Published in final edited form as: Immunity. 2023 Dec 29;57(1):153–170.e6. doi: 10.1016/j.immuni.2023.12.001

Figure 7: Aducanumab treatment profoundly alters the landscape of immune cells in the AD milieu.

Figure 7:

(A) UMAP of all cells from the unified aducanumab dataset. (B) Joint subclustering UMAP of all microglial cells in the dataset and 2D density plots overlaid on the microglial UMAP showing cell distributions from the aducanumab-treated and isotype control-treated populations. TIM clusters are outlined in red. (C) Barplot of the frequency of microglial clusters in aducanumab-treated and isotype control-treated populations. (D) Barplot of the number of predicted interactions and the mean predicted interaction strength from each of the six samples in the aducanumab dataset, as estimated by CellChat. (E) Stacked barplot showing the total information flow predicted by CellChat through each signaling pathway. (F) Lollipop plot showing pathways with highest differential regulation between aducanumab-treated and isotype control-treated samples in each genotype, quantified by Euclidean distance on the joint functional similarity manifold produced by CellChat embedding. (G) Dotplot of differentially enriched signaling pathways in Cd8 T cells between AD*APOE2 and AD*APOE4 aducanumab-treated animals by both incoming and outgoing signal strength. Pathways are color- and shape-coded by directionality and sample specificity.

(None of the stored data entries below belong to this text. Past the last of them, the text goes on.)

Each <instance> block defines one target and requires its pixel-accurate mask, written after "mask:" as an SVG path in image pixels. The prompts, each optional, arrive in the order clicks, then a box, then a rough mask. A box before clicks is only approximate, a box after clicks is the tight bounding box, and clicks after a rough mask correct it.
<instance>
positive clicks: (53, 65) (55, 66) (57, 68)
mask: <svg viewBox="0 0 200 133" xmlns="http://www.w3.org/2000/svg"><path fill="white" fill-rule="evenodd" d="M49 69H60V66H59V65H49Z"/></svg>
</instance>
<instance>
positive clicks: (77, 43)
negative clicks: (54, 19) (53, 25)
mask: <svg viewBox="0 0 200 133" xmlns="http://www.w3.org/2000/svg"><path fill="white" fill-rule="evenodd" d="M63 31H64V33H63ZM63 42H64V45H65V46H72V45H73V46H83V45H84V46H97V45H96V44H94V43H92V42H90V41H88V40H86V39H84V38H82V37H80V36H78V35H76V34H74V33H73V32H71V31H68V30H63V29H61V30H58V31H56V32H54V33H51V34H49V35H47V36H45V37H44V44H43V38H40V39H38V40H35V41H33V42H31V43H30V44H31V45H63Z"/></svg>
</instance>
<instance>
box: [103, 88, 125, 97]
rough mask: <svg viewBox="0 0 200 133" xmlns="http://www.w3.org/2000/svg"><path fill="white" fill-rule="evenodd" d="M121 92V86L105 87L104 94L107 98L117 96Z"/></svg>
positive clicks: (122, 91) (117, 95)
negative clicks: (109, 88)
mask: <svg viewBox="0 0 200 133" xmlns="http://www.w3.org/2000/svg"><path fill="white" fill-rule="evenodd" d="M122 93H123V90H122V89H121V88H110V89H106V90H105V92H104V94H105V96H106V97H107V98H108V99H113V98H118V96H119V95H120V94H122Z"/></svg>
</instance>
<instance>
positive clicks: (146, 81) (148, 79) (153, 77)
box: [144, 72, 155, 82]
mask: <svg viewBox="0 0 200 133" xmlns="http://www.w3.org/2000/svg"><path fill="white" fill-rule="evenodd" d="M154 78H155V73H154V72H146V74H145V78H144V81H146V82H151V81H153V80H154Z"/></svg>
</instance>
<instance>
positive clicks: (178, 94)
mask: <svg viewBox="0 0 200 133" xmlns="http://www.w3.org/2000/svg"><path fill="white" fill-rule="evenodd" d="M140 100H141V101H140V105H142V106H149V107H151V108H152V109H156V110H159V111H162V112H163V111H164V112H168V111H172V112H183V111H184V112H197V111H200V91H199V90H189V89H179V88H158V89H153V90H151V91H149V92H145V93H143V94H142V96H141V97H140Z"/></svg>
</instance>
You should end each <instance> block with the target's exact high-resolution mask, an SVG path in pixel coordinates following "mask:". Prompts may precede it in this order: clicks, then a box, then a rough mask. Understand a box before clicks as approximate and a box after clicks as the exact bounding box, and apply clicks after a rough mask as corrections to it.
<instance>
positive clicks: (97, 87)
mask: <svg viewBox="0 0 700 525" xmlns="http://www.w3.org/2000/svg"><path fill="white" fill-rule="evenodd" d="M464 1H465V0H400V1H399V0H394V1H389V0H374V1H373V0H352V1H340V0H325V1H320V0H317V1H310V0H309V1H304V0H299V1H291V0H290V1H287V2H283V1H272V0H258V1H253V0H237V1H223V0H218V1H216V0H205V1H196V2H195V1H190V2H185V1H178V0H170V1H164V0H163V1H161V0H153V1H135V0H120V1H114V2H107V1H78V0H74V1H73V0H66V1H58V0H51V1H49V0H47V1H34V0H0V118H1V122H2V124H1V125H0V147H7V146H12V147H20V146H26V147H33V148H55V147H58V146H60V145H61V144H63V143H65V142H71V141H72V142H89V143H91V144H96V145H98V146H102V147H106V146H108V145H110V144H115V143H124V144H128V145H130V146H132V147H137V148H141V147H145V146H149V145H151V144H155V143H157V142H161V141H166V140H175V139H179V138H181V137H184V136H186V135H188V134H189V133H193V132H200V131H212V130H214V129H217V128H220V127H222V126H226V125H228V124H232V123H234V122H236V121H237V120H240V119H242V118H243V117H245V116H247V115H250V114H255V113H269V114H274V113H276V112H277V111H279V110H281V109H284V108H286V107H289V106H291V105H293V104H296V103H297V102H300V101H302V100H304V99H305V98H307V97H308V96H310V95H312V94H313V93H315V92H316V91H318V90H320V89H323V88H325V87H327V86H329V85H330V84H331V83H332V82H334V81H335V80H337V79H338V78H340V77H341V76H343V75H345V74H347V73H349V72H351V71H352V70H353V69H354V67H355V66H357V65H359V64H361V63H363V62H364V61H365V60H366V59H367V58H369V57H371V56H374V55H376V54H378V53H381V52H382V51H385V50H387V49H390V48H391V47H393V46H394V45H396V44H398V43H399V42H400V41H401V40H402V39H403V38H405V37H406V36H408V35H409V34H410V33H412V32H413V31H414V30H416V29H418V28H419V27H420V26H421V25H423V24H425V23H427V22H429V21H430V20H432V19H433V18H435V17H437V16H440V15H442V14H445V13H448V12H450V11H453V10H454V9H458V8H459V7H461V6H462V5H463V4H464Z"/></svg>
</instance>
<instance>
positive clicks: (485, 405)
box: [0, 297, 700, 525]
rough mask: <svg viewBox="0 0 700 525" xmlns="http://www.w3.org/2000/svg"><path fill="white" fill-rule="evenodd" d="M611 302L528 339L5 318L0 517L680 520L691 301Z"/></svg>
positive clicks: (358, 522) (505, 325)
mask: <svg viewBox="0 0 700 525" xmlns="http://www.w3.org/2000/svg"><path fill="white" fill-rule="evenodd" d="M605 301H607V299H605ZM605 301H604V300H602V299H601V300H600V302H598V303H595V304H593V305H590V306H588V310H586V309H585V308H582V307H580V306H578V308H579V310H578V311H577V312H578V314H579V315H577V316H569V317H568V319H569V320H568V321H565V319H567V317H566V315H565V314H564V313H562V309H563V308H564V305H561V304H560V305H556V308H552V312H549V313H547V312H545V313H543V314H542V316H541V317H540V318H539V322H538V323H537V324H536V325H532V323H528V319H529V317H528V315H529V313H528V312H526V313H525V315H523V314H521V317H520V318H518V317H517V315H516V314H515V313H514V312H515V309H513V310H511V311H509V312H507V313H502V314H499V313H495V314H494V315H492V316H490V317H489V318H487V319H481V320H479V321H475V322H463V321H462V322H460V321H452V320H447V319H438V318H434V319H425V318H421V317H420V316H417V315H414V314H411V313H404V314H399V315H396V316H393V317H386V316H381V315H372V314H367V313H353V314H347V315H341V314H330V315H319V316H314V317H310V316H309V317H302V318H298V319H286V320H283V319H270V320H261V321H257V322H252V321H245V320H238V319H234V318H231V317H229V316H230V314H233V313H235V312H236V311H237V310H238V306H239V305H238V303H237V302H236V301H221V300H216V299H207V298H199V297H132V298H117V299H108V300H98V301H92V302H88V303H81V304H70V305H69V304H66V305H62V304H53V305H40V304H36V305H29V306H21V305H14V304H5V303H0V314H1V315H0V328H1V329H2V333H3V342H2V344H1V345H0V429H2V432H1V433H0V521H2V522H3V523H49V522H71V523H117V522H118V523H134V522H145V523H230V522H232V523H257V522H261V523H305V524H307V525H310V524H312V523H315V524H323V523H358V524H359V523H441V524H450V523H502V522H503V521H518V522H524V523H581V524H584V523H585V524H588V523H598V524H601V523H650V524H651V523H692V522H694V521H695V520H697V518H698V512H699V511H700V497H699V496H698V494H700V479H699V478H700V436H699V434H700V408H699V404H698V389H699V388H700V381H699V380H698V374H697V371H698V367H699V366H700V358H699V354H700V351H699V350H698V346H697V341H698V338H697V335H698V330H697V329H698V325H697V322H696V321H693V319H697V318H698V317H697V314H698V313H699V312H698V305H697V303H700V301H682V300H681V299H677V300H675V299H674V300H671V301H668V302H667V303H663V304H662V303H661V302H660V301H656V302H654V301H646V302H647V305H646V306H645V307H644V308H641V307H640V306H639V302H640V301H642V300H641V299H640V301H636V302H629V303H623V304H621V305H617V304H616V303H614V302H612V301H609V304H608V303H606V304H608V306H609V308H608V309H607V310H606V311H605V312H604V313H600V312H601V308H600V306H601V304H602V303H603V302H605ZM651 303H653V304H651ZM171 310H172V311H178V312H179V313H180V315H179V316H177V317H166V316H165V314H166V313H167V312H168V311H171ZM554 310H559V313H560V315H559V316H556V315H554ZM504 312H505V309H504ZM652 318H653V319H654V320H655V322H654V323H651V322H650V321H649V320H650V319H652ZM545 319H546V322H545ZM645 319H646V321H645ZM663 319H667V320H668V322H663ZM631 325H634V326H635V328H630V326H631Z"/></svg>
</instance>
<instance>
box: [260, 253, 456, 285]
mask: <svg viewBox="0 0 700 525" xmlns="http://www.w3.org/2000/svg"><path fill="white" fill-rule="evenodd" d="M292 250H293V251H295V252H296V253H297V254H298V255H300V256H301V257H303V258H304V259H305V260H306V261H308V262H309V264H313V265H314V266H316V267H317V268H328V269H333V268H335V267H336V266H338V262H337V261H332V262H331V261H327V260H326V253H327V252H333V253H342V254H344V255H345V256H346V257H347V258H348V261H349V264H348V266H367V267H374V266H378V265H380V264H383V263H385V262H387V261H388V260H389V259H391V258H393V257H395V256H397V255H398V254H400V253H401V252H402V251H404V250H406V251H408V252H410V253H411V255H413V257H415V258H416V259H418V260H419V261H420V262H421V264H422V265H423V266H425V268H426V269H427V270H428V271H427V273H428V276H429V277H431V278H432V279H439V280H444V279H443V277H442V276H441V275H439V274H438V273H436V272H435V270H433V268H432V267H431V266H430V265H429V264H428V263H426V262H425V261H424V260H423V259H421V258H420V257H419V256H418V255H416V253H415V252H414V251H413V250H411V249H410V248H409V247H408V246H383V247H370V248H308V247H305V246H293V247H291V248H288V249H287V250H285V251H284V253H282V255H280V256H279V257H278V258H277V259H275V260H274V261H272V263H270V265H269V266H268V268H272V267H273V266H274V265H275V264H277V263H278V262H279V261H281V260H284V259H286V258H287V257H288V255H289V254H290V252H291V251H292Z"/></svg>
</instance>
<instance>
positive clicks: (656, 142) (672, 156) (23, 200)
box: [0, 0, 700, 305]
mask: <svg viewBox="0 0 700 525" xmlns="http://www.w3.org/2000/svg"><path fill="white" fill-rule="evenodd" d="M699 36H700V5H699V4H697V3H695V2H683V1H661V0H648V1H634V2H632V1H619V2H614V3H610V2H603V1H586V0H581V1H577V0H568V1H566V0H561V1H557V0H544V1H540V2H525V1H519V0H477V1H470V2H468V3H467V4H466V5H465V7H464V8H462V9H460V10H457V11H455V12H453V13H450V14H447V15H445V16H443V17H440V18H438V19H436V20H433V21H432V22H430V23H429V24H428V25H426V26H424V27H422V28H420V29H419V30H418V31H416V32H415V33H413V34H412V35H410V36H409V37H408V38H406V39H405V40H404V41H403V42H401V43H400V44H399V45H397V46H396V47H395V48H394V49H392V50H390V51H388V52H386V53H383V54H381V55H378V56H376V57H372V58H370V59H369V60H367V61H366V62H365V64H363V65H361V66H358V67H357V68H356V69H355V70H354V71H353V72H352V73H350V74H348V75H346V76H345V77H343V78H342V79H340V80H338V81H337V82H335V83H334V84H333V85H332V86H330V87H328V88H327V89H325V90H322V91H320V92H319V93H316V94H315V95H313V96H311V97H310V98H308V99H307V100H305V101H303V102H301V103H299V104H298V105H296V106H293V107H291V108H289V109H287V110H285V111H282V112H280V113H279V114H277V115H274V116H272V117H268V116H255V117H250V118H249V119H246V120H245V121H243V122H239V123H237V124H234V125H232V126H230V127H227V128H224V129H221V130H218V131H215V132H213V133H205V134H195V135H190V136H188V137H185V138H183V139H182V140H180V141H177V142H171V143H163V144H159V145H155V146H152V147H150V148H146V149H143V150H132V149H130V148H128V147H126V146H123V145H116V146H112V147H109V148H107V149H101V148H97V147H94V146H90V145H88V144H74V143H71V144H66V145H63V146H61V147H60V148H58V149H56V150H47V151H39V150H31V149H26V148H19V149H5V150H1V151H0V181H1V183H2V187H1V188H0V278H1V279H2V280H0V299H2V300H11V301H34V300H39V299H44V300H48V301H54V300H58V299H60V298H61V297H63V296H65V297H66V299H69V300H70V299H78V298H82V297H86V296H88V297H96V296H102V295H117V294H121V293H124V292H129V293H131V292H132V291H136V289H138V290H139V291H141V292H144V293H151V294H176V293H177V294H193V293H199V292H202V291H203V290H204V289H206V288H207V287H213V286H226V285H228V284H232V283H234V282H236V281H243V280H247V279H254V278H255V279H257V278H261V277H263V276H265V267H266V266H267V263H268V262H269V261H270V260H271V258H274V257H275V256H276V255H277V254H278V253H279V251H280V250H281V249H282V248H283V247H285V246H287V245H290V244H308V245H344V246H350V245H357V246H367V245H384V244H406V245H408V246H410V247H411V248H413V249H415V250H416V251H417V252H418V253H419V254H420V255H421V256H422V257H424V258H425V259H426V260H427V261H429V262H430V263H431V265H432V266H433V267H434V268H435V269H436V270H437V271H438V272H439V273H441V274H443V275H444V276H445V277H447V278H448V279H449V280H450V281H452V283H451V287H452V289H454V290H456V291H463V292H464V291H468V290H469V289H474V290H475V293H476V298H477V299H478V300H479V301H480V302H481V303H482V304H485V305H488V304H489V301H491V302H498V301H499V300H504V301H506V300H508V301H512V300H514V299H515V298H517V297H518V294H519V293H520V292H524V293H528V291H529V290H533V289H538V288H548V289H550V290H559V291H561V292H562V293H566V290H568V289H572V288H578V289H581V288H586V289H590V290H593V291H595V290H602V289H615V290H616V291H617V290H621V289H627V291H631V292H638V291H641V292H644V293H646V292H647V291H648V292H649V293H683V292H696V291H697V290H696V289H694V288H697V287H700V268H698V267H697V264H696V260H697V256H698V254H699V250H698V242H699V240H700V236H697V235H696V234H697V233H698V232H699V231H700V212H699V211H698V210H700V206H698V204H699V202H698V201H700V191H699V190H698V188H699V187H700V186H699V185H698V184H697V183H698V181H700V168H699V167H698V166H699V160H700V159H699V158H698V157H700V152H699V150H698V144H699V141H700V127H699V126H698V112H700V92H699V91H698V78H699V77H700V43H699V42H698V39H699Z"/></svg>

Positive numbers indicate a greater strength in AD*APOE4. (H) Heatmap showing the mean difference in incoming and outgoing signaling between aducanumab-treated and isotype control-treated animals. Positive numbers indicate a greater strength in aducanumab-treated animals. Note that the strongest increases in outgoing signaling are in inflammatory microglia and especially in effector-hi TIMs.